= Millie Lawson Bethell Paxton =

American civic leader

Millie Lawson Bethell Paxton (February 2, 1875 – July 2, 1939) was an American civic leader, political activist, and suffragist from Virginia.

==Early life, education, and career==
Millie Paxton was born on February 2, 1875, in Pittsylvania County, Virginia, United States to Alice Lawson. Her recorded father, possibly her stepfather, was Clinton Bethell. She attended the Virginia Seminary and graduated from the Hampton Normal and Agricultural Institute in 1895. She married William H. Paxton on December 25, 1895, and they had two sons and one daughter. Her husband died on October 6, 1901. After the death of her husband, Paxton worked various domestic jobs, and her primary employment was as a truant officer for the Roanoke African-American schools.

==Civic leadership and political activism==
By 1905, Paxton had organized local chapters of the Independent Order of Calanthe, which were women's organizations affiliated with the Knights of Pythias. She was also vice president of the Missionary Society at the Roanoke First Baptist Church. For several years, Paxton served as president of the auxiliary at the segregated Burrell Memorial Hospital for African Americans. She was also the first president of the Ideal Garden Club.

After World War I, she served as the chair of the Roanoke chapter of the Better Homes in America organization. Paxton also helped organize the Phyllis Wheatley branch of the Young Women's Christian Association, and served as chair of the House Committee after the formal launch in 1923. She was also a charter member of the Virginia affiliate organization of the National Association of Colored Women's Clubs and served as chair of the Ways and Means Committee.
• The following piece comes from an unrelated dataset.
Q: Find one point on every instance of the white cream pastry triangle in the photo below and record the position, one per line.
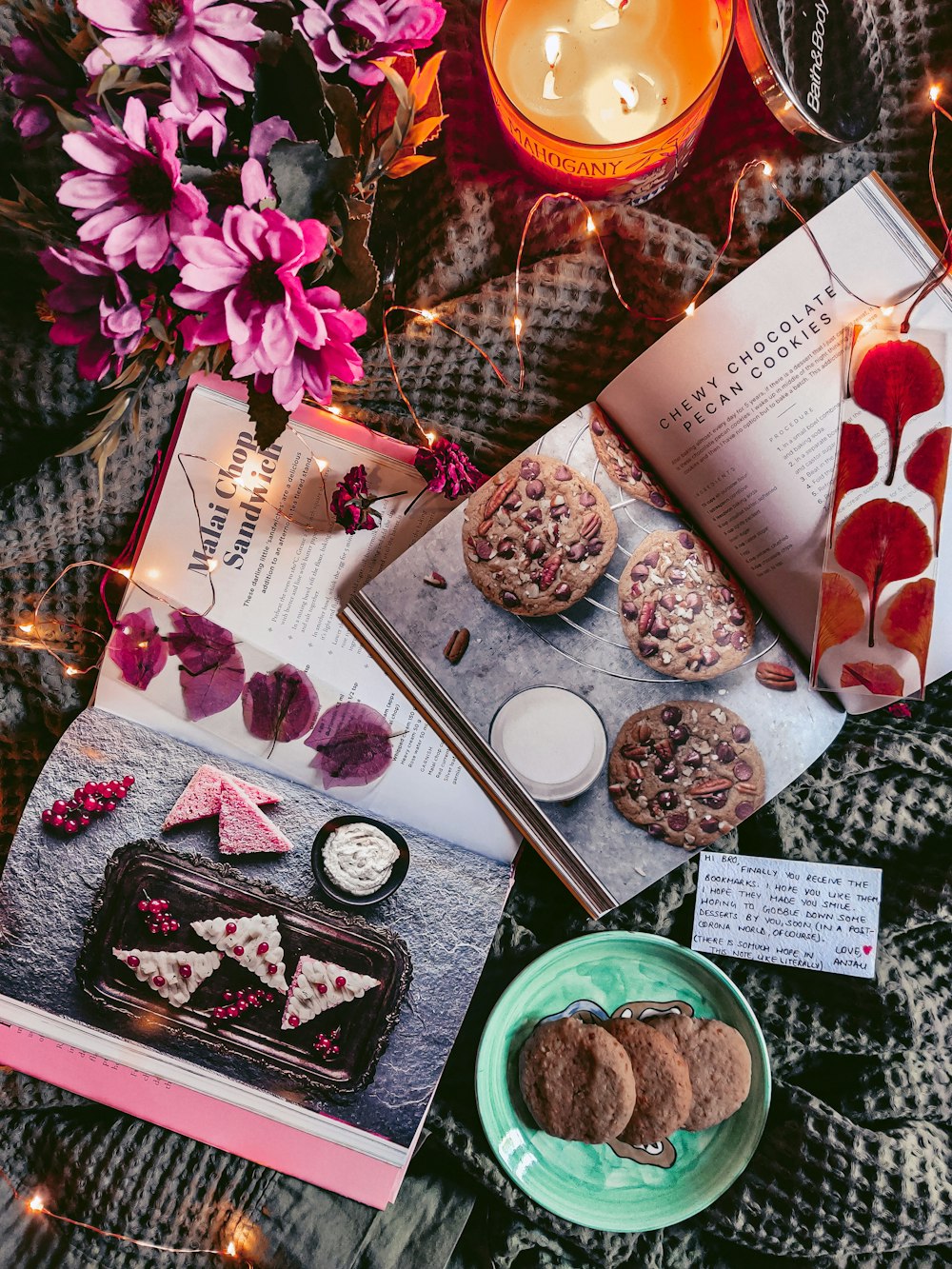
(254, 942)
(174, 975)
(322, 985)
Paxton was the president of the Colored Women's Voting Club in Roanoke, which by November 2, 1920, after the ratification of the Nineteenth Amendment to the United States Constitution, reported registering 655 Black women to vote.

Paxton's eldest son, William Herman Paxton, was killed in France during World War I, and Paxton served as the president of the post auxiliary of The Herman Paxton Post No. 161 (Colored) of the American Legion after it was formed in 1933.
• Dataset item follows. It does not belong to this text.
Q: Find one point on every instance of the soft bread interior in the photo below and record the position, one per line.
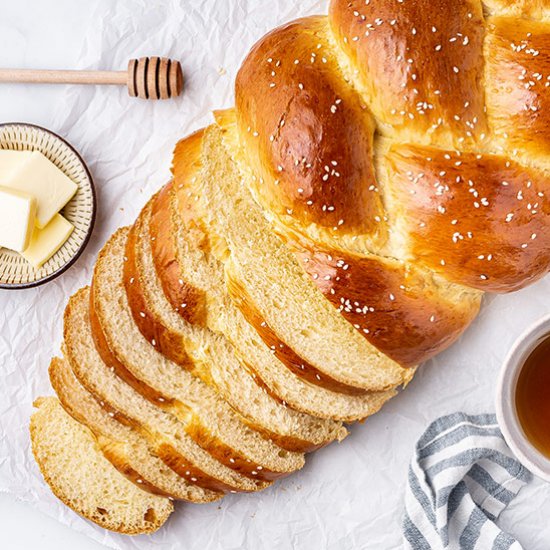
(80, 476)
(121, 444)
(274, 282)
In 1934 and 1935, Paxton led successful membership drives for the National Association for the Advancement of Colored People (NAACP). In 1936, Paxton served on a local NAACP fundraising committee in support of the falsely accused Scottsboro Boys.

==Later life and legacy==

In her later life, Paxton experienced chronic hepatitis and arteriosclerosis, and died on July 2, 1939, in Roanoke. She was buried at Lincoln Burial Park.

After she died, she was described in a Virginia newspaper as "one of Roanoke's most widely known and beloved colored citizens," who was active "in all phases of civic and religious work."